Hawk sets up Housekeeping in the Barn

Yesterday  I stalked the hawk who had moved into the barn for a few days hunting. Taking photographs of suspicious flying raptors is a very different concept from taking a photo of a cow as she stands and leans and stares. However, even without the right lens or light,  I amused myself for a while. Bob from Texas Tweeties (my blog resident  bird watcher, who is well worth watching himself, if you like birds, which I do)  has told me that he (or she) is either a Coopers Hawk or the smaller Sharp Shinned Hawk. They are almost exactly alike though the Sharp Shinned Hawk  (try and say that eight times in a hurry) is a bit smaller. 

All the cats were thrilled to be hauled back to the house and locked inside.

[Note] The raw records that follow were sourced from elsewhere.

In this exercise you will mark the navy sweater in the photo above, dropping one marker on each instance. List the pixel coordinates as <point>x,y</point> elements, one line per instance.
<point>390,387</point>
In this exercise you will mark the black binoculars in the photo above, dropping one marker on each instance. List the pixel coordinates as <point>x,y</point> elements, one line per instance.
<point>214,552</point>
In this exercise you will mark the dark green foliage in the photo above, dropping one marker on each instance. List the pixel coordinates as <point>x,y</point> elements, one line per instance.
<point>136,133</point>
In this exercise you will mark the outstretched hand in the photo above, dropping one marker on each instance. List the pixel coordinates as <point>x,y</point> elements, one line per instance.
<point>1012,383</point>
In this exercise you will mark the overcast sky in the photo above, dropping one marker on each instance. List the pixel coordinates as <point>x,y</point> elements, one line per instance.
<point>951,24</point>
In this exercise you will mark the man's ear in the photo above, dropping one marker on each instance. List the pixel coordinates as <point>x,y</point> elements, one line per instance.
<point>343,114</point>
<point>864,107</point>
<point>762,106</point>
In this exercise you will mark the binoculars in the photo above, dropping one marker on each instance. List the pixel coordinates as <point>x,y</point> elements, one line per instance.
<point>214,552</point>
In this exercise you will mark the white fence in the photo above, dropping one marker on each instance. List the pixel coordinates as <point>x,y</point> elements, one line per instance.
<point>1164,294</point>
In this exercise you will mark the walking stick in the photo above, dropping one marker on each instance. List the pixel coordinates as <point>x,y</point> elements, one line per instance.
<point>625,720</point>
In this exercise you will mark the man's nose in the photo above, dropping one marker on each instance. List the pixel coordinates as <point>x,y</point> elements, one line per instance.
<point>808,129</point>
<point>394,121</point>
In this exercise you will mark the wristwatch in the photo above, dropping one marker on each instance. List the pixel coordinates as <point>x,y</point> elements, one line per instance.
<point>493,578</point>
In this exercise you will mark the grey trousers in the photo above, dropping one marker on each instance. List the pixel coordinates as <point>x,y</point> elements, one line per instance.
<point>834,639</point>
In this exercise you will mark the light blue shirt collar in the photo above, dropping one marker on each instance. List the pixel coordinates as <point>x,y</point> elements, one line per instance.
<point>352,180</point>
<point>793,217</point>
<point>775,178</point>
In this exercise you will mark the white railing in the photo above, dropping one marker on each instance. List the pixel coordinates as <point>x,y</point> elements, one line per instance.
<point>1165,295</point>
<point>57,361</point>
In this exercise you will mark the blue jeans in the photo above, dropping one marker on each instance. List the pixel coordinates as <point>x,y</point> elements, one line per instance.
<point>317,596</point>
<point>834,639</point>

They were literally and I mean literally climbing the walls in the barn to hunt the new guy, everyone was in a high state of agitation and someone would have lost an eye!  These guys are lethal hunters and need to eat every day.  There would have been tears before bed time. 

I sat in the barn with my camera propped on my knees for ages, until my arms ached  (like a real bird watcher) and soon he began to fly to and fro.

There is very little light up that high in the barn.  I am sitting on a kind of cat walk very high up in the eaves. 

We had opened the big doors in the hope that he would fly out so we could get on with mucking out. He got quite frantic when we started to work  in the barn yesterday so  we had to abandon the floors until he vacates the premises.

He seemed disinclined to oblige.  He has the sweetest little call too. He would fly quite close and sit and watch me (wondering if I were food) then cheep.  More of a bop actually.  Such a tiny sound for so formidable a bird.   

So I just kept practising my wildlife photographs.  You can see that I am sitting about 60 feet from this window. Lamenting the loss of my old zoom lens. 

They fly very fast, you cannot track this bird. I have many shots of empty space. 

The shot below is from earlier in the day when the sun was shining straight into the barn and even blurred with speed he is a magnificent bird. 

As a special thank you for the accomodation he decided not to kill any of my chickens, and the guineas lay low all day after screaming their heads off (wah, wah, plonk) half the morning. The barn was completely empty of pigeons all day too, though there was evidence of night time snacking! By evening it was quiet. So without fanfare he must have swooped low, seen the big open doors and silently moved on.

And so it dawns again – a Sunday morning. The weather man writes that there will be lots of sunshine today, which is good as the little plants in their little paper seed catalogue pots are once again lined up at the door awaiting their rides to the outside.   I ran out of newspaper the other day and made plant pots from the pages of actual seed catalogues.  The irony does not escape me!

Good morning.

celi

75 responses to “Hawk sets up Housekeeping in the Barn”

  1. Great Shots…
    Glad he didn’t get any of the chickens. They would likely have to be baby chicks if he did anyway. They are also big hunters of mice and other small barn rodents.

  2. WOW. Fantastic pics! Thanks for taking the time and getting aching arms! (I’ve been there – trying to photograph Baltimore Orioles last year). I’m SO GLAD he didn’t feast on your bardyard creatures!!!

  3. We love raptors over here…(my friends accuse me of using our many bird feeders to lure predators looking for a birdie lunch – merlins, peregrines, and different hawks stop by on their migratory paths)…thanks for some lovely shots!!!!